After several conversations with the CO, FWO, FWC and ATO they have all advised they do not have the power to deal with an employer who deliberately refuses to nominate an employee for JobKeeper who genuinely qualifies for JobKeeper, I believe this loophole to be a deliberate set up created by the Federal Government and should be considered as wrong, unjust, and unfair, and should be overturned for the benefit of numerous workers Australia wide.
This is not a dispute as such between FWC and ATO regarding JobKeeper and eligibility, rather this is a dispute between an employer and employee regarding nomination rights, from my enquiries with several authorities I believe I fully qualify for JobKeeper assistance and that I am entitled to be nominated by my employer.

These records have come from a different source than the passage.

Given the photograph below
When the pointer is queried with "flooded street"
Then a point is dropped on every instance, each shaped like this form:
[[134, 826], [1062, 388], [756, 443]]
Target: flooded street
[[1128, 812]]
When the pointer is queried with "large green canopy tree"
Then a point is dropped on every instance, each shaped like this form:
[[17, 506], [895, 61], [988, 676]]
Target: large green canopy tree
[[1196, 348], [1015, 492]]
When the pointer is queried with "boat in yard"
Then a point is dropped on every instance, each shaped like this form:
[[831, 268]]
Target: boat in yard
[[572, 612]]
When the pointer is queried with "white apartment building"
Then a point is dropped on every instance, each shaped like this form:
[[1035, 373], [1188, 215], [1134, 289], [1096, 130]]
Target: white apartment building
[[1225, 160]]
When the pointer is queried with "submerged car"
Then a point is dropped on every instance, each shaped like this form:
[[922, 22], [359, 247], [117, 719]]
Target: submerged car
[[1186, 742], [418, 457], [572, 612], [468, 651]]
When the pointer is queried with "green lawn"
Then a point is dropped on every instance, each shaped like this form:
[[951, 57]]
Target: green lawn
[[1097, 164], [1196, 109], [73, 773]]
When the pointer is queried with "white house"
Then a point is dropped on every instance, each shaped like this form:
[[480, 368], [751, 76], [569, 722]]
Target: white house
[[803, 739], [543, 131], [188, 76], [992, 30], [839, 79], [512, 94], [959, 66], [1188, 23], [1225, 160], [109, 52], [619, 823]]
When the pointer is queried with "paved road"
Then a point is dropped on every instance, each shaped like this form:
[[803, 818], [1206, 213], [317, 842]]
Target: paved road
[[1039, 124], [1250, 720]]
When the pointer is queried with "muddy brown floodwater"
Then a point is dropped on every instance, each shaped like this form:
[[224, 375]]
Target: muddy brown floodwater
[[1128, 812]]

This JobKeeper loophole deliberately created by the Federal Government is wrong, unjust, and unfair and does not allow for an employee to legitimately dispute/complain/enquire as per their FWC General Protections regarding their employment and workplace and human rights and should be rectified/overturned for the benefit of numerous workers Australia wide...”
[10] I have decided to dismiss Mr Lawrenson’s application, for the reasons that follow.
[11] The dispute Mr Lawrenson describes in his application is a dispute with the Respondent about his eligibility for JobKeeper payments. It is not a dispute about the operation of Part 6-4C, which was introduced into the Act by the Coronavirus Economic Response Package Omnibus (Measures No. 2) Act 2020. The Part allows employers to give certain directions to employees and make certain requests of them. It also allows employees to make particular requests of their employer about other employment and training.
[12] The Part also contains provisions which are civil remedy provisions enforceable in the Federal Court of Australia or the Federal Circuit Court of Australia pursuant to the provisions in Part 4-1 of the Act.
[13] Section 789GV of the Act allows the Commission to deal with disputes about the operation of the new Part. The provisions of the new Part are confined to an employer that is a ‘national system employer’ and to an employee who is a ‘national system employee’ (s.789GC). An extended meaning of these terms is found in Division 2A of Part 1-3 of the Act.
[14] Part 6-4C does not deal with whether an employer is eligible for a JobKeeper payment in respect of a particular employee or whether a particular employee is an “eligible employee” for the purposes of the JobKeeper scheme.
[15] These matters are addressed primarily by the Coronavirus Economic Response Package (Payments and Benefits) Rules 2020 made by the Treasurer under s.20 of the Coronavirus Economic Response Package (Payments and Benefits) Act 2020.
[16] Disputes about whether an employer is eligible for a JobKeeper payment in respect of a particular employee or whether a particular employee is an “eligible employee” for the purposes of the JobKeeper scheme, without more, are not disputes with which the Commission is empowered to deal under the power conferred on it by s.789GV of the Act.
[17] The dispute the subject of this application is a dispute about eligibility to participate in the JobKeeper scheme. That is not a dispute about the operation of Part 6-4C of the Act. The Commission has no power to deal with the dispute. The application is dismissed.